What is SYSVOL (System Volume) on the DCs, what does it contain, and how its data is replicated?
-
SYSVOL (System Volume) is a shared folder that exists on all DCs. The folder path is:
%system-root%\SYSVOL -
SYSVOL contains various types of data, including:
-
Administrative Templates
-
GPOs.
-
Logon, Logoff, Startup, and Shutdown scripts.
-
System Policies
-
-
Data within SYSVOL is replicated between all DCs using the DFRS (Distributed File System Replication) protocol.
What are the default hidden shares on a DC, and what are they mapped to?
There are the following default hidden shares on DC:
-
ADMIN$ (mapped to the Windows folder).
-
C$ (mapped to the C volume).
-
IPC$ (Inter-Process Communication)
-
NETLOGON (mapped to the Scripts folder).
-
SYSVOL (mapped to the SYSVOL folder).
What is UGMC (Universal Group Membership Caching), and how often is it refreshed?
-
Due to limited network bandwidth and hardware limitations, having a GC (Global Catalog) in smaller branch office locations may not be practical.
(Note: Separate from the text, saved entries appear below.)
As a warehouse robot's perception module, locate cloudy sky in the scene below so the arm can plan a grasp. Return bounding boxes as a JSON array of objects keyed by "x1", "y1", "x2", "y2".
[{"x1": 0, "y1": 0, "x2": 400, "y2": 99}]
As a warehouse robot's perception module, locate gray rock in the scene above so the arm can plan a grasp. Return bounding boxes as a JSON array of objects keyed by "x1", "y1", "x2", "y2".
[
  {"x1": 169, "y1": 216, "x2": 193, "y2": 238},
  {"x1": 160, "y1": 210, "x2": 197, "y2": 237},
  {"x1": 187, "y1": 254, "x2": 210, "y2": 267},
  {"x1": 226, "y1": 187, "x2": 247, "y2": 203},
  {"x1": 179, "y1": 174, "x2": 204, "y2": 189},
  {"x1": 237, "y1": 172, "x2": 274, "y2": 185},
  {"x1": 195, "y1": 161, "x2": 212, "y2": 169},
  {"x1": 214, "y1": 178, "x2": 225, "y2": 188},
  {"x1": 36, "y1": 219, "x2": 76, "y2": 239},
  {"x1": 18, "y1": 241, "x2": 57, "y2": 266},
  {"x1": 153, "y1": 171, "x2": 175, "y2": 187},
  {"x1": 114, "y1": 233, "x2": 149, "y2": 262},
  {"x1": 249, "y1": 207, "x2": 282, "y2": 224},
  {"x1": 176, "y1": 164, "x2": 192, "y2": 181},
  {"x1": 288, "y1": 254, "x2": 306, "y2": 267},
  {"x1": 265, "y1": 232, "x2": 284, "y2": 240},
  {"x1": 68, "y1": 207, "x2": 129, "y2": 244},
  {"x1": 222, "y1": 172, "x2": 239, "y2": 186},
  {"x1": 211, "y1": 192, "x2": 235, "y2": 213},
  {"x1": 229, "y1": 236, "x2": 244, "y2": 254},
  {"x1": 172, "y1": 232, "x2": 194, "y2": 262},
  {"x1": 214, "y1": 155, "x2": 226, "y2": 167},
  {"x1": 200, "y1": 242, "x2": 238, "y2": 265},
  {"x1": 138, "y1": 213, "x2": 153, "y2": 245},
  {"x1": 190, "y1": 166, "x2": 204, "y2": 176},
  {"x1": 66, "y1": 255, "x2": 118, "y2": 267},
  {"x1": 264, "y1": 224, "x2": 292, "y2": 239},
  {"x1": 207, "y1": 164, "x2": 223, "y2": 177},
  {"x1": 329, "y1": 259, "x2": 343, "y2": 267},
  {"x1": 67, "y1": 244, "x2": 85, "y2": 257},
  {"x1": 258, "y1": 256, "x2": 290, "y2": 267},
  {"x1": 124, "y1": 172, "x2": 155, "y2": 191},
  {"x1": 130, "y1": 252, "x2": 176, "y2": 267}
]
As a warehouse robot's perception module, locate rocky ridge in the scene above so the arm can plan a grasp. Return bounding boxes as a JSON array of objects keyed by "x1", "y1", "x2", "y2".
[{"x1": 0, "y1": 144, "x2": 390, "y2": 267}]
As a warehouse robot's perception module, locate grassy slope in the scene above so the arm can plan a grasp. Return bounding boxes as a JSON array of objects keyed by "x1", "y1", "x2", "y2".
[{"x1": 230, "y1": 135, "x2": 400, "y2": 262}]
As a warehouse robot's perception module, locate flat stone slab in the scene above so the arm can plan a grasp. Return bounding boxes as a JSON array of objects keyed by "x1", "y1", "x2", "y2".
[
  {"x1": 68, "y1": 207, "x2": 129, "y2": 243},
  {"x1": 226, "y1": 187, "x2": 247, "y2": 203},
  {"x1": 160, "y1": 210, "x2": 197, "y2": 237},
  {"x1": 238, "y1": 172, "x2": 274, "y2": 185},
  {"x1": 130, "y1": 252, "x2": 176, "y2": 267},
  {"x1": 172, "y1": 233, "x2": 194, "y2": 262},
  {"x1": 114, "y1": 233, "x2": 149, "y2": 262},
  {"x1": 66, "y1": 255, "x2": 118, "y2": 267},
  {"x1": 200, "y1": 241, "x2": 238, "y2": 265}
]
In such cases, DCs can be deployed, which store UGMC (Universal Group Membership Caching) information locally in the cache on the DC.
-
By default, UGMC is refreshed every 8 hours.
What is the adprep command, and where is it executed?
-
adprep.exe command is a tool used to prepare the AD environment when introducing a new DC running a newer version of the Windows server into an existing AD Domain or Forest.
-
It performs necessary operations to update the “AD Schema,” security permissions, and AD infrastructure to support the new features and functionalities of the newer Windows server version.
-
adprep command is executed on the DC with the “Schema Master” role.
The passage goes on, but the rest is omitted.